The Evolution of Compute Selection in Google Kubernetes Engine (GKE): From Manual to Intelligent Automation | by Olivepower | Google Cloud - Community

Google Kubernetes Engine (GKE) has always provided powerful ways to run containerized workloads, but the options available to define and manage the underlying compute resources have undergone a steady evolution over time. Moving from manual node pool management to sophisticated, policy-driven automation with Node Auto-Provisioning and Custom ComputeClasses. Google also recently announced the best of Autopilot in Standard — which allows you to implement features of autopilot for workloads in standard clusters.

I need a minute here — to take a step back and recap on all the current options for node selection in GKE — Standard and Autopilot. This post attempts to do just this — walking through this evolution, showcasing each configuration option and their key features.

Stage 1: Manual Configuration using Node Pools and Selectors

In the early days of GKE, users had direct control over their cluster infrastructure, primarily by manually creating and managing node pools. Each node pool would be configured with a specific machine type, sizing, and features like spot VMs or attached GPUs.

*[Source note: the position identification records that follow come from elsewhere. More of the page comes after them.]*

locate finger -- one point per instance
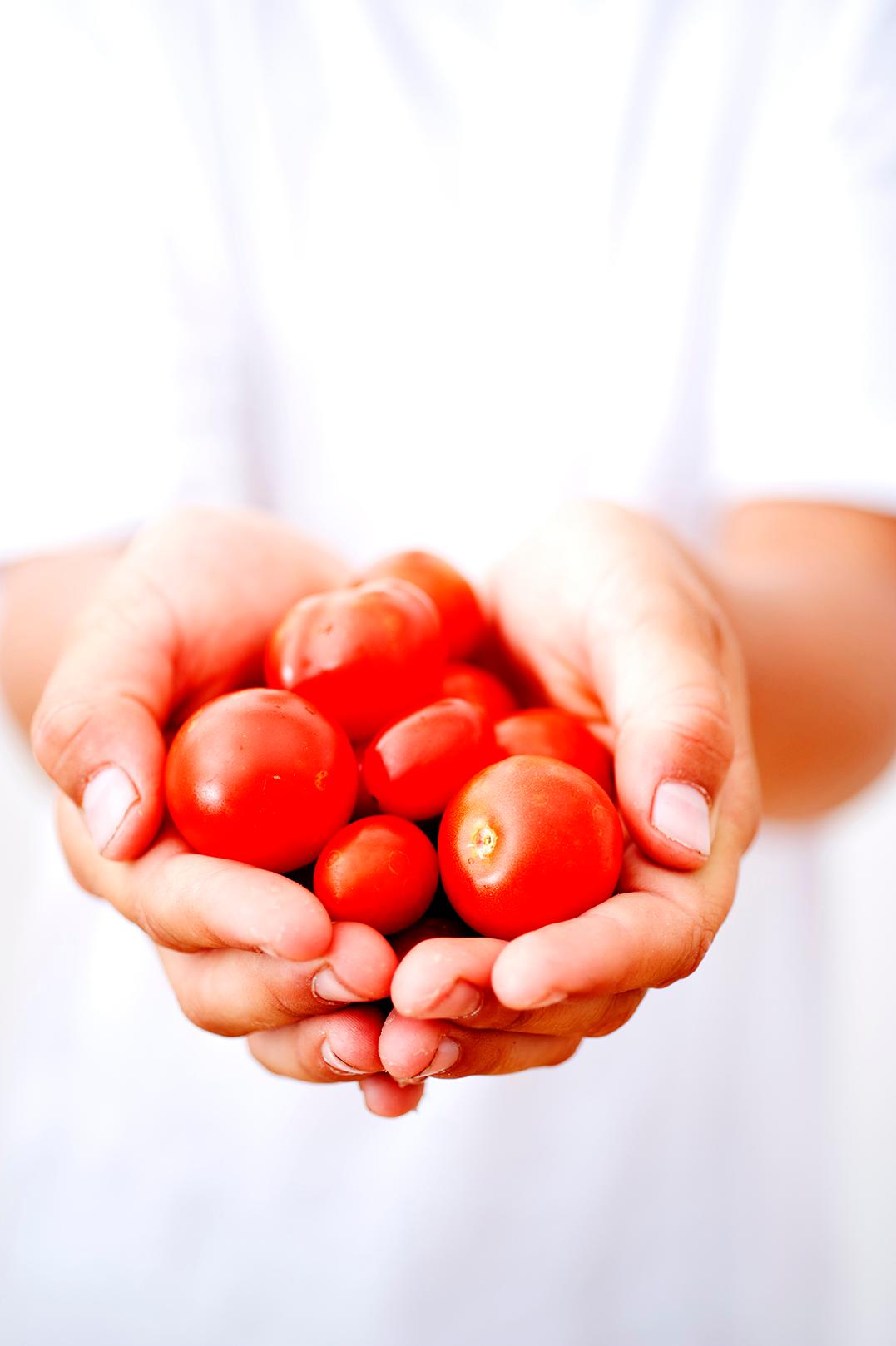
(329, 1049)
(453, 982)
(385, 1097)
(186, 901)
(444, 977)
(416, 1049)
(182, 612)
(661, 660)
(632, 941)
(233, 992)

Pods are targeted to the correct nodes using node selector or node affinity rules within your pod specifications.

An example of this is as follows — first create the node pool — shown here using a gcloud command (snippet):

# Manually create a node pool 
gcloud container node-pools create my-n2-pool - machine-type=n2-standard-8 …

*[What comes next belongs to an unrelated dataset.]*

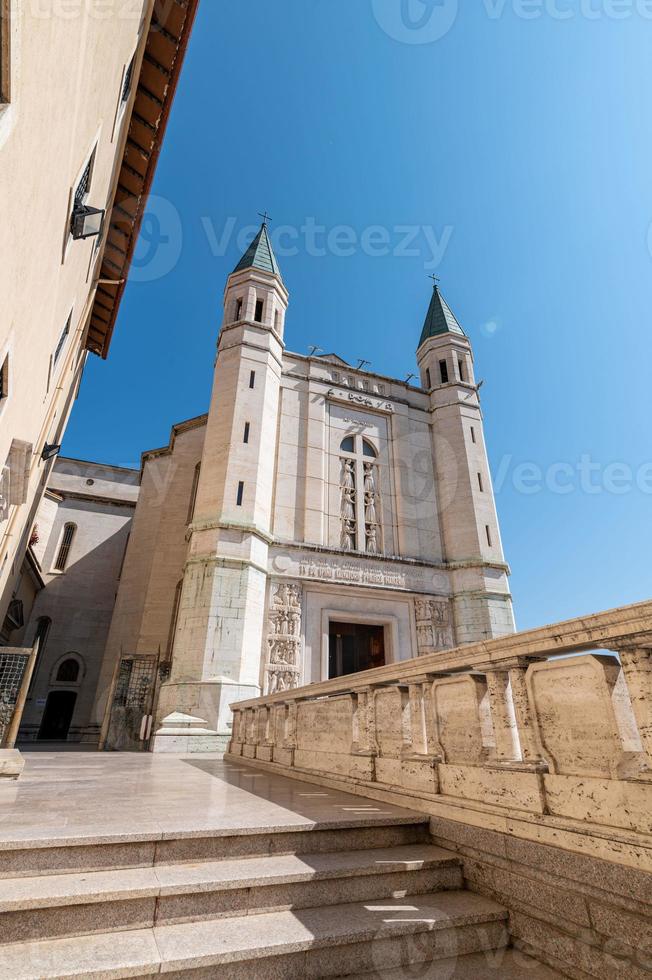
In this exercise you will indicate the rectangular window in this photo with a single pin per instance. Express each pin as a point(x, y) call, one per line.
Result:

and then specify the nodepool, or the machine type in the Pod spec.nodeselector field:

# Pod Spec targeting a manually labeled Node Pool
apiVersion: v1
kind: Pod
metadata:
name: my-app-pod
spec:
nodeSelector:
cloud.google.com/gke-nodepool: my-n2-pool
# machine-type: n2-standard-8 - other selector option

This model offers a lot of control over the provisioned compute, but will require operational overhead to manage, scale, and optimize costs across potentially many node pools.

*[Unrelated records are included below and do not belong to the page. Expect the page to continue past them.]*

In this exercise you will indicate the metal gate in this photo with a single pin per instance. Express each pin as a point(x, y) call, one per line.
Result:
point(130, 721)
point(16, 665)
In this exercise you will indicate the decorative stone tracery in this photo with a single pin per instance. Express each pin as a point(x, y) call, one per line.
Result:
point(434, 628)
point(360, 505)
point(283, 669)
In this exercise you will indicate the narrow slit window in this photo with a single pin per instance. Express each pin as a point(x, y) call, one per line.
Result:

Stage 2: Automation with Node Auto-Provisioning (NAP)

To reduce the overhead of manual node pool management, GKE introduced Node Auto-Provisioning (NAP).

When a pod cannot be scheduled on any existing nodes, NAP automatically creates a new node pool with a suitable machine type according to the workload requirements, and delete it when it’s no longer needed. This removes the requirement to pre-create every possible node configuration.

NAP supports a wide range of node specifications such as spot VMs, GPUs, TPUs, and specific machine families (via node selectors like cloud.google.com/machine-family).

Consider the sample pod specification below. In it, the pod requirements are 1 nvidia-tesla-t4 GPU. If there are no nodes with that accelerator type, NAP will provision one.

# Example Pod requesting resources that NAP can use to provision a new node pool
apiVersion: v1
kind: Pod
metadata:
name: gpu-pod
spec:
nodeSelector:
cloud.google.com/gke-accelerator: nvidia-tesla-t4
containers:
- name: cuda-container
image: nvidia/cuda:11.0.3-base-ubuntu20.04
resources:
limits:
nvidia.com/gpu: 1
requests:
cpu: "2"
memory: "8Gi"

NAP can significantly improve cluster efficiency and reduce manual operational overhead.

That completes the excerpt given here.